Collin (TX)Carroll (MD)Douglas (CO)
Rust Belt industrial
Older industrial counties in the Upper Midwest and Northeast. Manufacturing heritage, aging population, union-inflected politics that have realigned.
Erie (PA)Mahoning (OH)Macomb (MI)
Farm Belt rural
Agricultural counties in the Plains and Midwest. Small population, older, white, Republican by wide margins.
Scott (KS)Lyon (MN)Butler (NE)
Appalachian rural
Hill-country counties in Appalachia and adjacent regions. Low-density, declining population, economically depressed, strongly Republican.
McDowell (WV)Pike (KY)Perry (TN)
Southern Black Belt
Majority-Black counties across the Deep South. Democratic strongholds with lower turnout and persistent structural poverty.
Dallas (AL)Holmes (MS)Macon (AL)
Latino-majority borderlands
Heavily Latino counties along the southwestern border and in agricultural regions. Historically Democratic, recently competitive in places.
Starr (TX)Imperial (CA)Doña Ana (NM)
Mountain West lean-R
Rural and small-metro counties in the Mountain West. Sparse, older, Republican-leaning but with libertarian flavor in spots.
Park (WY)Mesa (CO)Twin Falls (ID)
Pacific Northwest competitive
Secondary metros and mid-density counties in the Pacific Northwest. Mixed demographics, competitive at the margins.
Pierce (WA)Clackamas (OR)Snohomish (WA)
New England small-town
Low-density counties across New England. Older, white, educated, Democratic-leaning with strong independent streak.
Washington (VT)Cheshire (NH)Waldo (ME)
What it's for

Strategic implications

Transferable strategy
If a campaign message or tactic works in County A, it is more likely to work in counties with a similar fingerprint than in counties with merely similar partisan lean. Similarity predicts cultural receptivity better than vote share alone.
Understanding realignment
When a cluster's partisan lean shifts, you are seeing realignment in action. The Sunbelt growth cluster has moved noticeably over the last decade. Our similarity engine surfaces which clusters are moving and which are stable.
Limitations

Where similarity engines fall short

Similarity is a static snapshot. We update the embedding when the underlying census data refreshes — every decade for decennial counts, every year for ACS. Between refreshes, a rapidly changing county’s fingerprint may lag reality.

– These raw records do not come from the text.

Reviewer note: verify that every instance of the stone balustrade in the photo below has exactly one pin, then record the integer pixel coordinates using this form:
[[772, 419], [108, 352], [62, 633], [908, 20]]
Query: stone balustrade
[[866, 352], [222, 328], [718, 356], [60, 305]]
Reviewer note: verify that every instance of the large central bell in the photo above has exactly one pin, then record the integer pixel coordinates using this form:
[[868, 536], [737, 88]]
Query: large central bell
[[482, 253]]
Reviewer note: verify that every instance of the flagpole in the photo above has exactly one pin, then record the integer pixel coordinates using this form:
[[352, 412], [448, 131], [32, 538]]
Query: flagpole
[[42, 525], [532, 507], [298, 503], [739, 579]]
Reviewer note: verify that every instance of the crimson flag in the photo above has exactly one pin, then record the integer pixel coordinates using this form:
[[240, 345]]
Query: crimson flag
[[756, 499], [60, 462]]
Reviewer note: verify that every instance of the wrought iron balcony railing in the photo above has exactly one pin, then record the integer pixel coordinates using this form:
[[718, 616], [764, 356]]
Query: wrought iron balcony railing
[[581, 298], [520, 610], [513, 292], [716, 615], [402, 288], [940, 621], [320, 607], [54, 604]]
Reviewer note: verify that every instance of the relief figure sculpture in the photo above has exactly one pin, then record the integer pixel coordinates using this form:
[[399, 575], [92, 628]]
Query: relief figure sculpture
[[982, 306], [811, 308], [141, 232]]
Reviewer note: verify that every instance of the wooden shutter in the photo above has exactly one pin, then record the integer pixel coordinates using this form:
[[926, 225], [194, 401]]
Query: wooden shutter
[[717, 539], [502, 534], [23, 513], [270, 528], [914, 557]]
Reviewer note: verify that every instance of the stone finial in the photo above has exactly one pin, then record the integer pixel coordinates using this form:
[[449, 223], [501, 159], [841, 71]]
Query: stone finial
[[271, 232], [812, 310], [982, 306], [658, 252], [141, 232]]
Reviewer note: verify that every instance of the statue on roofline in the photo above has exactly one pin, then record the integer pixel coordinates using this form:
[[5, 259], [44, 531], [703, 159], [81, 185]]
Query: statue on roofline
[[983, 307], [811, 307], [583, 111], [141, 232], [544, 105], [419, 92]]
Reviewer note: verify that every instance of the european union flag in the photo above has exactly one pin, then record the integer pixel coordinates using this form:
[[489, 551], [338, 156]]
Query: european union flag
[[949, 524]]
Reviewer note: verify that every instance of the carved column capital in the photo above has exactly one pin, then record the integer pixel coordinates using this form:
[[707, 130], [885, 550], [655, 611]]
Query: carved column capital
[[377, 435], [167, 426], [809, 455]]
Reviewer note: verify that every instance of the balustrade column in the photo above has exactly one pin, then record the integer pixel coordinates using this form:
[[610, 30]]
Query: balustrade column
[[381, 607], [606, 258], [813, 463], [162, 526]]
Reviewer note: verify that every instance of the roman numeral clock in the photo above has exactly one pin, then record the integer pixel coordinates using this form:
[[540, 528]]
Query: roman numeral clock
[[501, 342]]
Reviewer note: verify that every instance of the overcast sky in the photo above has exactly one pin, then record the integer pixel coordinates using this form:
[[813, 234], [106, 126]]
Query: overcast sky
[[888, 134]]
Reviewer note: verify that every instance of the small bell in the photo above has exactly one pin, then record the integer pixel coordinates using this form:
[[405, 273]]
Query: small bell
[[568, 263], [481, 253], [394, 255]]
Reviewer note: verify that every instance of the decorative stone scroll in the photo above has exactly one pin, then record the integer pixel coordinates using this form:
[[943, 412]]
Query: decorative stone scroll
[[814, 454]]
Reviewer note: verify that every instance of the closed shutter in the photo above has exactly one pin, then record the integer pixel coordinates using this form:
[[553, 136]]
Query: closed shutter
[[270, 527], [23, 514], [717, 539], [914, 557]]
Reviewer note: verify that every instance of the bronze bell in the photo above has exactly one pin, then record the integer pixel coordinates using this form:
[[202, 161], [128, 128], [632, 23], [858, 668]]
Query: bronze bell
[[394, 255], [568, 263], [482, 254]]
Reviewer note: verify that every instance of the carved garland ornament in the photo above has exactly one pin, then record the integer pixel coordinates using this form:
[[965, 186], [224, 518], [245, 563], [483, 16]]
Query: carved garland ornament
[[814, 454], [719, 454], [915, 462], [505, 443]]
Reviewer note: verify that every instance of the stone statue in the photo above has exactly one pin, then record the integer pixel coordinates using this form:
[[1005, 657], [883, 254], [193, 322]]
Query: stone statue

Similar counties are not identical. Two counties in the same archetype will still diverge on any given race. Similarity is a prior, not a prediction.

Thirty-two dimensions capture most of the variation across U.S. counties but not all of it. Local dynamics — a charismatic local figure, an industry-specific shock, a recent scandal — do not live in the embedding.